Where to store counters: Using the database is not a good idea due to slowness of disk access. In-memory cache(Redis) is chosen because it is fast and supports time-based expiration strategy.
For instance, Redis is a popular option to implement rate limiting. It is an in-memory store that offers two commands: INCR and EXPIRE.

  • INCR: It increases the stored counter by 1.
  • EXPIRE: It sets a timeout for the counter. If the timeout expires, the counter is automatically deleted.

Redis as Rate Limiter Data Store

  • The client sends a request to rate limiting middleware
  • Rate limiting middleware fetches the counter from the corresponding bucket in Redis and checks if the limit is reached or not.
    • If the limit is reached, the request is rejected.
    • If the limit is not reached, the request is sent to API servers. Meanwhile, the system increments the counter and saves it back to Redis.

4. Design Deep Dive

4.1 Rate Limiting Rules

Rules are written in configuration files and saved on disk.

domain: auth
descriptors:
  - key: auth_type
    Value: login
    rate_limit:
        unit: minute
        requests_per_unit: 5

4.2 Exceeding the Rate Limit

APIs return a HTTP response code 429 (too many requests) to the client. Depending on the use cases, we may enqueue the rate-limited requests to be processed later.

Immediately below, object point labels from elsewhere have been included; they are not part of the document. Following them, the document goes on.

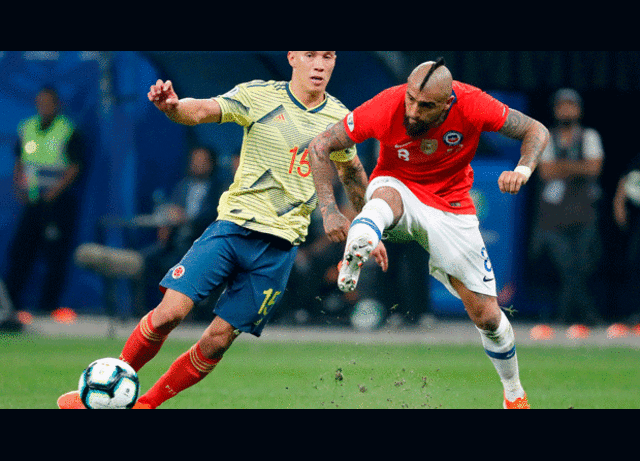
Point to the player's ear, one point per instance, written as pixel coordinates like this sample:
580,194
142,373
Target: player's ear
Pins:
291,56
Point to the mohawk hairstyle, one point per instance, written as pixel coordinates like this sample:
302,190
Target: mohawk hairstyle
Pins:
439,63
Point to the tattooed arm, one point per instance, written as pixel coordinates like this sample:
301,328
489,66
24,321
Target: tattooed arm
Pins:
351,174
534,137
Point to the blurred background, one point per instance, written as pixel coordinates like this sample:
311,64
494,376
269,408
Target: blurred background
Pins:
134,159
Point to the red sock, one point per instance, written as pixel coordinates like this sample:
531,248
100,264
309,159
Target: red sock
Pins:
190,368
144,343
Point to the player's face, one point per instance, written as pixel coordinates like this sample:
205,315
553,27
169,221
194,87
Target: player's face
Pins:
313,69
423,111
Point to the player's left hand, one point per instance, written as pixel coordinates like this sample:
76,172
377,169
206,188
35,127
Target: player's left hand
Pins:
381,257
511,182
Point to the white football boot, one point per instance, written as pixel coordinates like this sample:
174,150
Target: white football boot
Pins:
357,253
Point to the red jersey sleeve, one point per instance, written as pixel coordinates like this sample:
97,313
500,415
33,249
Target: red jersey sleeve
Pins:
373,118
487,112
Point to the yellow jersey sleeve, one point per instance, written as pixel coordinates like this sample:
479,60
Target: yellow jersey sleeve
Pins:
273,190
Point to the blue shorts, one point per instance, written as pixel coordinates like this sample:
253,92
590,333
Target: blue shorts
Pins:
255,266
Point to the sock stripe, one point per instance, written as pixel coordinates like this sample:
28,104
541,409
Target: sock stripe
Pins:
199,362
504,356
370,223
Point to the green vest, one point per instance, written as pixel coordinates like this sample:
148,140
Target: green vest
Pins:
44,153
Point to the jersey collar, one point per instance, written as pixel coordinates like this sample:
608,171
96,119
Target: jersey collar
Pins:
297,102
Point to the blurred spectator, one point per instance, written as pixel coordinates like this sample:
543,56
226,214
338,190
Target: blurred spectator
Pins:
191,208
49,162
566,232
626,208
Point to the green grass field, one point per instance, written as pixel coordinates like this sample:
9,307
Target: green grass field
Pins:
34,371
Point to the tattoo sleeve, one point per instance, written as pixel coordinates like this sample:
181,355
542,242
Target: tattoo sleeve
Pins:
533,134
334,140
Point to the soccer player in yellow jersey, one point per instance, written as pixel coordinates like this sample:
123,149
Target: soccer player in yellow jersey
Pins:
263,218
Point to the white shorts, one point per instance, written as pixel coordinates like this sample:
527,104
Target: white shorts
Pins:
454,242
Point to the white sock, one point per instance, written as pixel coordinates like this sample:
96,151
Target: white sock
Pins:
375,218
500,346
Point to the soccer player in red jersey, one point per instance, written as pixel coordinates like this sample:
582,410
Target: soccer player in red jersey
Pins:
429,130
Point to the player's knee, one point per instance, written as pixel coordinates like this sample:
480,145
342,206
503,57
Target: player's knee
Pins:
217,339
486,316
173,309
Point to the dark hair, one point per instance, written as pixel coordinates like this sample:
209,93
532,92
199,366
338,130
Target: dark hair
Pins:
439,63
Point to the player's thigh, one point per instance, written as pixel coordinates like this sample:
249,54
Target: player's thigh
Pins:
253,294
207,265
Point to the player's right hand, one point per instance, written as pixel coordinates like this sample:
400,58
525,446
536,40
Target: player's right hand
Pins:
163,96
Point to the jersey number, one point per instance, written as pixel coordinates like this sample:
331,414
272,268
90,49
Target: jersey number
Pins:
304,169
270,299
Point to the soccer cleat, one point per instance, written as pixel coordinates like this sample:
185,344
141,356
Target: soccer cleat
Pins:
71,401
142,406
356,254
520,404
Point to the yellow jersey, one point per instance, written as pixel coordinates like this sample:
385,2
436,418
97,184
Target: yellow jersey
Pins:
273,190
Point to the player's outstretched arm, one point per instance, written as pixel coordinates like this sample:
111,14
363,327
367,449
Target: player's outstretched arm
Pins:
535,137
355,181
188,111
335,139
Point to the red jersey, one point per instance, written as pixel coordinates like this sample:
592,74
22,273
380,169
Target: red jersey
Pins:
436,167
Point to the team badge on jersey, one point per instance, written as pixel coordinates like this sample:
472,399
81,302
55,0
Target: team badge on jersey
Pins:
178,272
453,138
429,146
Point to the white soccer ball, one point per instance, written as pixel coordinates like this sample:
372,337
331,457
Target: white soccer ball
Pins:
109,384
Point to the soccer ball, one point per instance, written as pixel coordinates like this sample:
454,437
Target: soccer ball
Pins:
109,384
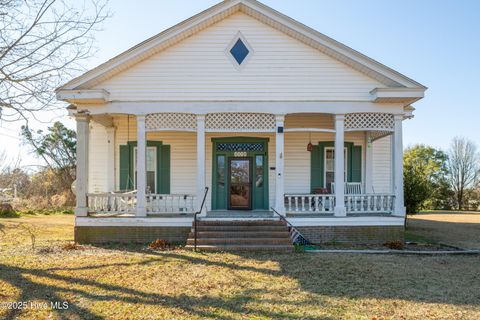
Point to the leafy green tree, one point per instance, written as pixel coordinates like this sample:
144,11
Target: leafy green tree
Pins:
464,169
425,177
57,147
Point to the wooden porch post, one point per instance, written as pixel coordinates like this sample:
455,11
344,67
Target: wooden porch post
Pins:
201,182
399,209
141,166
340,210
110,159
368,164
81,185
279,164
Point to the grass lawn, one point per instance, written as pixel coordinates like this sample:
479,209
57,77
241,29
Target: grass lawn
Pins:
134,282
451,228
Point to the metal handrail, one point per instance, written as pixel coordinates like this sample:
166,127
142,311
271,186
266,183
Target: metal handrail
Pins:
290,226
195,220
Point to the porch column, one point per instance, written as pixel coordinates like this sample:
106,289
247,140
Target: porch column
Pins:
368,164
399,208
201,182
340,210
110,174
141,166
81,185
279,164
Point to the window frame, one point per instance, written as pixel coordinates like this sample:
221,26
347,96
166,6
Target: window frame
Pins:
135,155
345,164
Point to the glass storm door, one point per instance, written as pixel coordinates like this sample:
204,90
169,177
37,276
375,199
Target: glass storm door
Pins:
240,184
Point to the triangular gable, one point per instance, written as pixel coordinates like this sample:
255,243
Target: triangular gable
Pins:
255,9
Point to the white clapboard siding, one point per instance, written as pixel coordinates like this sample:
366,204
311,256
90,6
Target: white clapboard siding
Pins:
97,159
280,68
297,158
382,165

Rate limiter should return the following information:

  • how many calls the client can make per time window
  • The number of seconds to wait until you can send the next request

4.3 Detailed Design

Rate Limiter Detailed Design

  • Workers frequently pull rules from the disk and store them in the cache.
  • When a client sends a request to the server, the request is sent to the rate limiter middleware first
  • Rate limiter loads the rule from the cache, fetches counter and last request timestamp from Redis. Based on the response, the rate limiter decides:
    • the request is not rate limited, it is forwarded to API servers
    • the request is rate limited, returns 429 error to the client

4.4 Rate limiter in a distributed environment

Building multiple rate limiters in multiple server has two challenges:

  • Race condition
    • Example: read and increment the counter in Redis
    • Solution: sorted sets data structure
  • Synchronization issue:
    • Example:
      1. To support millions of users, one rate limiter server is not enough to handle the traffic, different rate limiter has their own Redis cache
      2. client can send requests to any rate limiter
      3. If client 1 sends request to rate limiter 1, then sends request to rate limiter 2. Since rate limiter 2 does not contain any data about client 1. Thus, the rate limiter cannot work properly
    • Solutions:
      • sticky session: one client can only send request to the certain rate limiter
      • centralized data store: all rate limiter only use one Redis

4.5 Performance Optimization

  • Multi-data center setup. Most cloud service providers build many edge server locations around the world
  • Synchronize data with an eventual consistency model.